Soulignant les visites sur ce sujet dans ces trois pays du Premier ministre Jean Castex et de membres du gouvernement, dont le ministre de l'Intérieur Gérald Darmanin, ainsi que des réunions avec les ambassadeurs des pays concernés, il a fait valoir qu'« à un moment, quand les choses ne bougent pas, nous faisons appliquer les règles ». Interrogé sur la durée d'application de cette mesure, temporaire ou pérenne, le porte-parole du gouvernement français a indiqué qu'elle avait été « décidée il y a quelques semaines » et « va être mise à exécution » pour « pousser les pays concernés à changer de politique et accepter de délivrer ces laissez-passer consulaires ».
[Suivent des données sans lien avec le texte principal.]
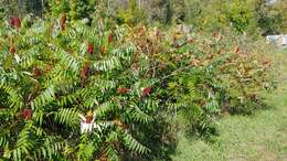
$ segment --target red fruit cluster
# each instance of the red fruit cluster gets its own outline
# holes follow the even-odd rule
[[[18,17],[11,18],[11,20],[10,20],[10,25],[11,25],[12,28],[20,28],[20,26],[21,26],[21,20],[20,20],[20,18],[18,18]]]
[[[118,88],[119,94],[127,94],[129,90],[130,90],[129,88],[125,88],[125,87]]]
[[[85,65],[81,72],[81,78],[86,79],[88,77],[88,73],[89,73],[89,66]]]
[[[9,50],[9,52],[10,52],[11,54],[14,54],[14,53],[15,53],[15,47],[14,47],[14,46],[11,46],[10,50]]]
[[[114,34],[110,33],[110,34],[108,35],[108,43],[110,44],[110,43],[113,43],[113,42],[114,42]]]
[[[149,96],[150,93],[151,93],[151,89],[152,89],[151,86],[146,87],[146,88],[142,90],[142,96],[144,96],[144,97]]]
[[[88,45],[87,45],[87,53],[91,55],[94,53],[94,46],[92,43],[88,43]]]
[[[64,13],[62,15],[62,19],[61,19],[61,29],[62,31],[65,31],[66,30],[66,13]]]
[[[41,71],[40,71],[40,68],[36,66],[35,68],[34,68],[34,76],[40,76],[41,75]]]
[[[33,111],[30,108],[25,108],[22,112],[22,116],[25,120],[32,119]]]
[[[86,124],[91,124],[93,120],[93,116],[86,116]]]

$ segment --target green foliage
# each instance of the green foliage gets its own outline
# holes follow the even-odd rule
[[[178,115],[214,133],[219,115],[261,108],[273,85],[272,62],[240,36],[98,20],[1,23],[1,158],[169,160]]]
[[[139,22],[145,22],[147,19],[145,11],[138,7],[136,0],[129,0],[128,8],[120,9],[117,17],[123,19],[124,23],[127,23],[131,26],[138,24]]]

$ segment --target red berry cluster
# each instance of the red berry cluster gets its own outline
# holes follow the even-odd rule
[[[108,43],[110,44],[110,43],[113,43],[113,42],[114,42],[114,34],[110,33],[110,34],[108,35]]]
[[[85,65],[84,68],[81,72],[81,78],[84,80],[88,77],[88,73],[89,73],[89,66]]]
[[[64,13],[62,15],[62,19],[61,19],[61,29],[62,31],[65,31],[66,30],[66,13]]]
[[[152,89],[151,86],[146,87],[146,88],[142,90],[142,96],[144,96],[144,97],[149,96],[150,93],[151,93],[151,89]]]
[[[32,119],[33,111],[30,108],[25,108],[22,112],[22,116],[25,120]]]
[[[41,71],[40,71],[40,68],[38,66],[35,66],[35,68],[34,68],[34,76],[38,77],[40,75],[41,75]]]
[[[14,47],[14,46],[11,46],[10,50],[9,50],[9,52],[10,52],[11,54],[14,54],[14,53],[15,53],[15,47]]]
[[[94,46],[93,46],[92,43],[88,43],[88,45],[87,45],[87,53],[88,53],[89,55],[92,55],[92,54],[94,53]]]
[[[130,90],[129,88],[125,88],[125,87],[118,88],[119,94],[127,94],[129,90]]]
[[[20,18],[18,18],[18,17],[11,18],[11,20],[10,20],[10,25],[11,25],[12,28],[20,28],[20,26],[21,26],[21,20],[20,20]]]
[[[93,120],[93,116],[86,116],[86,124],[91,124]]]

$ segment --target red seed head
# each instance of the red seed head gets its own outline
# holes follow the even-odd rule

Ainsi, si l'on garde l'exemple de l'Algérie, 63 000 visas ont été délivrés entre janvier et juillet 2020. Il n'y en aura donc que 31 500 pour les six prochains mois. Une baisse drastique des visas qui n'aura cependant aucun impact sur le nombre de migrants illégaux, qui pourrait même augmenter à la suite de ce tour de vis.
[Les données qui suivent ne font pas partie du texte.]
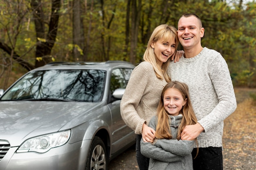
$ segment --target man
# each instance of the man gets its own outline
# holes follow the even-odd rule
[[[222,170],[223,120],[236,108],[227,63],[217,51],[203,48],[204,28],[197,15],[183,15],[178,22],[178,36],[184,53],[168,70],[172,81],[186,83],[198,122],[185,127],[182,139],[197,137],[199,151],[193,159],[195,170]],[[192,152],[195,157],[196,148]]]

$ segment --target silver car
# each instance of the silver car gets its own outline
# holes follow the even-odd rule
[[[106,170],[134,144],[120,103],[135,66],[53,63],[0,97],[0,170]]]

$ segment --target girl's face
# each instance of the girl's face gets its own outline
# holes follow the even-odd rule
[[[165,110],[172,116],[177,116],[186,102],[187,99],[183,99],[181,93],[174,88],[169,88],[164,94],[164,107]]]
[[[157,57],[157,62],[161,66],[175,52],[176,46],[174,39],[171,41],[170,39],[170,42],[165,41],[164,40],[164,38],[162,38],[151,45],[151,47],[154,49],[154,52]]]

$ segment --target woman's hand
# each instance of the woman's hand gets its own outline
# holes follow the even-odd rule
[[[155,139],[155,131],[153,129],[148,127],[145,123],[142,126],[142,139],[144,142],[153,142]]]
[[[195,124],[186,125],[181,133],[182,140],[193,140],[204,131],[204,128],[198,123]]]

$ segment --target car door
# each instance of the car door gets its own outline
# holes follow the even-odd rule
[[[132,70],[126,70],[124,74],[123,70],[121,69],[112,70],[110,90],[111,94],[117,89],[126,87]],[[108,106],[111,111],[112,116],[112,153],[114,153],[129,143],[132,142],[135,139],[135,135],[133,131],[128,127],[122,119],[120,111],[121,100],[114,99],[113,101],[112,100]]]

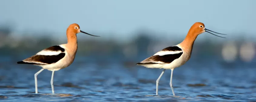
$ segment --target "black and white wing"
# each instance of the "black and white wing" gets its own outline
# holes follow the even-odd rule
[[[18,64],[49,65],[56,63],[65,56],[65,49],[57,45],[44,49],[35,55],[17,62]]]
[[[169,64],[179,58],[182,53],[182,50],[178,47],[170,46],[163,49],[136,65]]]

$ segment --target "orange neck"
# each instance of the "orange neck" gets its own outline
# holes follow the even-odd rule
[[[183,47],[185,51],[191,55],[194,42],[198,35],[189,31],[184,40],[180,44]]]
[[[75,54],[77,50],[77,37],[76,33],[71,32],[67,32],[68,43],[66,47],[70,53]]]

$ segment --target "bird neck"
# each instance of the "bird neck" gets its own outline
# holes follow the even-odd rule
[[[183,48],[185,51],[191,55],[193,48],[194,42],[196,39],[198,34],[194,34],[193,32],[189,31],[185,39],[180,45]]]
[[[75,54],[77,50],[77,37],[76,33],[71,32],[67,32],[67,37],[68,39],[68,43],[67,47],[70,50],[70,52],[74,53]]]

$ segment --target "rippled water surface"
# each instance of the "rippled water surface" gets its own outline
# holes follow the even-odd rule
[[[35,94],[34,74],[41,68],[16,64],[23,57],[2,58],[0,101],[256,101],[254,62],[191,58],[174,71],[176,96],[170,87],[168,70],[160,80],[156,96],[156,81],[163,69],[135,65],[146,57],[128,61],[78,56],[70,66],[55,72],[53,94],[52,72],[46,70],[38,76],[38,94]]]

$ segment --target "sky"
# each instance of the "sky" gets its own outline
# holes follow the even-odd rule
[[[33,32],[47,31],[65,38],[67,27],[76,23],[101,39],[121,40],[137,36],[140,29],[160,39],[183,38],[200,22],[230,39],[241,36],[239,32],[249,39],[256,36],[255,4],[254,0],[2,0],[0,25],[13,25],[17,37],[40,37]]]

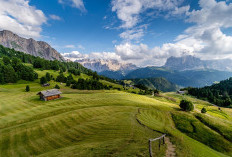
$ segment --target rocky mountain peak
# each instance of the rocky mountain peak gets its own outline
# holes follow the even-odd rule
[[[81,59],[77,60],[84,67],[93,71],[131,71],[137,69],[136,65],[131,63],[121,63],[117,60],[104,59]]]

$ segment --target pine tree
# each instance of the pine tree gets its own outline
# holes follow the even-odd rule
[[[47,79],[45,77],[40,78],[40,84],[45,84],[47,83]]]

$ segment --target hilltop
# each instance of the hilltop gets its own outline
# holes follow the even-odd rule
[[[160,150],[154,142],[154,156],[170,154],[170,145],[177,156],[232,155],[231,109],[176,93],[153,97],[79,63],[48,61],[2,46],[0,58],[1,67],[13,72],[4,73],[0,85],[0,156],[148,156],[148,140],[162,134],[169,142]],[[20,69],[29,69],[33,79]],[[48,73],[50,86],[43,87],[41,78]],[[11,74],[17,76],[14,82]],[[61,99],[40,100],[37,93],[56,85]],[[180,110],[182,99],[192,101],[195,110]]]

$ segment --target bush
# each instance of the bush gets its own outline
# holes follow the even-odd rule
[[[194,110],[194,105],[193,105],[193,103],[191,101],[181,100],[180,108],[183,109],[184,111],[193,111]]]
[[[203,108],[201,109],[201,113],[206,113],[206,112],[207,112],[206,108],[203,107]]]
[[[60,86],[58,86],[58,85],[56,84],[56,85],[55,85],[55,88],[56,88],[56,89],[60,89]]]
[[[30,91],[30,87],[29,85],[26,86],[26,92],[29,92]]]

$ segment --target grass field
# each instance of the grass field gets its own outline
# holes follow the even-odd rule
[[[39,77],[46,73],[37,72]],[[30,92],[24,91],[27,84]],[[174,93],[164,94],[176,102],[117,90],[80,91],[65,84],[59,84],[62,99],[40,101],[36,94],[55,84],[52,81],[51,87],[46,88],[38,81],[0,85],[0,156],[148,156],[148,139],[162,133],[176,145],[177,156],[232,155],[231,109],[219,112],[206,102],[186,96],[194,101],[196,110],[183,113],[178,106],[182,96]],[[203,119],[200,121],[196,116],[202,106],[210,110],[200,115]],[[192,130],[194,136],[180,127],[191,122],[199,128]],[[223,129],[219,133],[220,127]],[[208,136],[204,137],[205,134]],[[215,137],[221,142],[218,148],[224,146],[225,150],[204,141]],[[153,143],[154,156],[164,156],[165,148],[159,151],[157,143]]]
Une décision « injustifiée » pour le Maroc et l'Algérie

Le Maroc n'a pas tardé à réagir ce mardi soir. Il estime que la décision française de durcir les conditions d'obtention des visas à l'égard de ses ressortissants est « injustifiée ». « Nous avons pris connaissance de cette décision, que l’on considère injustifiée pour plusieurs raisons, d’abord parce que le Maroc a toujours considérée la question de la migration illégale avec responsabilité et il a été strict avec les personnes qui se retrouvent dans une situation illégale, a affirmé le ministre des Affaires étrangères marocain, Nasser Bourita. Notre consulat a accordé, rien qu’au premiers huit mois de cette année 400 laisser-passer à des Marocains en situation illégale. C’est un problème franco-français. C’est une décision souveraine et nous ne la discutons pas, mais nous relevons que les raisons pour prendre une telle décision nécessite l’exactitude et des discussions. Cette décision ne reflète pas la réalité. La réalité d’une coordination consulaire importante de notre part ».  

L'Algérie par la voix de son envoyé spécial chargé du pays du Maghreb Amar Belani a déploré de son côté une décision « disproportionnée » et « malencontreuse », car « elle intervient à la veille du déplacement d’une délégation algérienne à Paris dans le but de faire le point sur tous les cas en suspens ».